Whilst we carry out fixed and clearly defined Learning Design activity as part of our core offer, we can also provide more hands-on input aimed at supporting module teams with specific challenges they are facing with their design. Below are three such examples where we’ve provided support to help module teams to progress either with a specific tool, or with broader aspects of Learning Design.
For one FBL module, several challenges had been identified in the Learning Design Workshop in the early stages of development. I’d focused my attention on a few key areas to take forward into the LD Plan. However, it became clear that more guidance on writing and structuring the learning was needed. Plenty of guidance and resources were available on their workspace, but the team needed something more immediate.
In consultation with my colleagues, I decided to take TEL101 – a module designed to introduce staff to Learning Design and what we do – and adjust it for the team. The module was quite short, so matched the shorter study weeks one of the modules needed – and was well structured to deliver learning while engaging students with different activity styles at a deep level. I took a copy of TEL 101, and produced a ‘behind the scenes’ commentary version – each important LD point was highlighted and design principles explained, to help the team think about how to write, balance activities, tie activities to learning outcomes, and show good practical examples of LD.
I also produced a visualisation to provide them with a starting point and approach to writing that they could come back to, and a chart coding activity types – a pedagogic map of the invisible, underlying structure of the module to help them think better what each activity a section was achieving to help students stay on course and succeed.
I presented these at a Module Team meeting, which the authors found helpful – and the visualisation helped things click. And now the LD team have another tool – ‘LD101 Behind the Scenes’ – to help guide module teams in a similar position.
OneNote for PDP
Soon after joining the team, while researching how OneNote could be used as an ePortfolio tool for one of my FASS modules, I joined forces with Sue Lowe to share knowledge and to support the WELS PDP pilot. The benefit was two-fold; drawing on existing experience to feed into my FASS work and using my technical background to explore the impact of potential compatibility issues for the existing pilot. Part of this included joining our academic partners in delivering PDP support tutorials, not only assisting with immediate issues, but also helping to keep focus on who our students are and what challenges others may face in the future.

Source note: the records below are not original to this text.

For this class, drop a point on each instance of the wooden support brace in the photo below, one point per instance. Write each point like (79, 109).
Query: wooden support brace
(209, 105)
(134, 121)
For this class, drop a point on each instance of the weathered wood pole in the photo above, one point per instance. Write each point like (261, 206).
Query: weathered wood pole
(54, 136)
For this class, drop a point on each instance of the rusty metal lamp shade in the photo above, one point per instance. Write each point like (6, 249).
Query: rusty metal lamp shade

During this piece of work, another FASS academic colleague requested advice on using OneNote, and I took the lead on advising how it may work in practice. I used my previous research to present key information alongside a practical demonstration of the WELS pilot templates to show how flexible OneNote is, and how notebooks can be structured to meet individual needs. I also introduced the Curriculum Design Student Panel and explained how they can help with testing early concepts.
Explaining how the approach has been used elsewhere provided an opportunity to use evidence of what has worked so far and what challenges we have faced. I was also able to talk about how the WELS pilot ran alongside live modules – with a smaller group of students – ahead of implementing it more widely, but I used ICEBERG to emphasise the importance of embedding reflective activities into the learning journey and allowing for them within workload planning.
Linking the concept to use on a whole qualification, I expressed the importance of starting gradually in Level 1, scaffolding students in their reflection and reducing support throughout the duration of the qualification so that by the end of Level 3 they can reflect independently—which is especially important for those moving on to study at Postgraduate level.
Further work is continuing in WELS, and a new phase is now underway. I am supporting the academic team on a Teaching Excellence funded project aiming to train previous pilot students to become PDP coaches, offering peer-to-peer mentoring.
Helping a module team to get ‘unstuck’
Katharine Reedy and Mark Childs
A degree apprenticeship team was struggling to make progress with designing the ‘practice’ module at the start of the qualification. This was due to the sheer volume of content that students need to learn. By mapping skills content across both level 1 modules, and visualising the high-level student journey in terms of how they would engage with the material, an approach was found that enabled the team to come up with a workable structure for module ‘blocks’. This was achieved in a workshop facilitated by two Learning Design team members, which enabled the module team to think through the whole student learning journey and come to a consensus about what skills they need to develop and use at each stage.